Segundo a Federação das Empresas Transportes de Passageiros do Estado do Rio (Fetranspor), o setor de ônibus no estado do Rio perdeu R$ 1,7 bilhão em receita, o que representa um prejuízo de R$ 713 milhões, levando em consideração o período de março a junho de 2020, se comparado a 2019.
A Fetranspor alega que mesmo com o final do isolamento social, a situação não vai se normalizar a curto prazo e que as empresas de ônibus vêm alertando para essa situação desde o início da pandemia.
Segundo o presidente do Sindicato dos Rodoviários de Niterói a Arraial do Cab (Sintronac), Rubens dos Santos Oliveira, a ajuda que viria do Governo Federal foi cancelada junto com os aportes financeiros que viriam para o setor de transporte público. Até o final de 2020 o sindicato já lamentava o temor de quase sete mil dispensas de rodoviários apenas em Niterói e Região.
"Os governos têm-se mostrado, em todos os níveis, insensíveis aos apelos do setor de transportes. Como o veto do Governo Federal ao socorro de R$ 4 bilhões, aprovado pelo Congresso Nacional, valor que poderia cobrir, em parte, as perdas financeiras das companhias e evitar demissões. O governo não renovou, ainda, o Benefício Emergencial (BEm), que ajudou a compor os salários ao longo do ano passado, diante da política de redução da jornada de trabalho adotada pelas empresas"

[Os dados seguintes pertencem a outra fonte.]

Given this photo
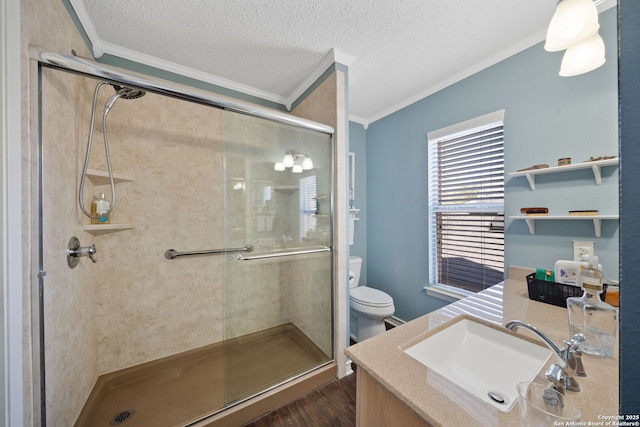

De acordo com o Sintronac, estados e municípios devem milhões referentes aos repasses das gratuidades o que, segundo o sindicato, também aliviaria o colapso contábil das empresas, que, de quebra, não vislumbram a possibilidade de reajuste no preço das passagens.
A constante alta no preço dos combustíveis também alerta para uma crise sem precedentes no setor que já conta com milhares de demissões de rodoviários.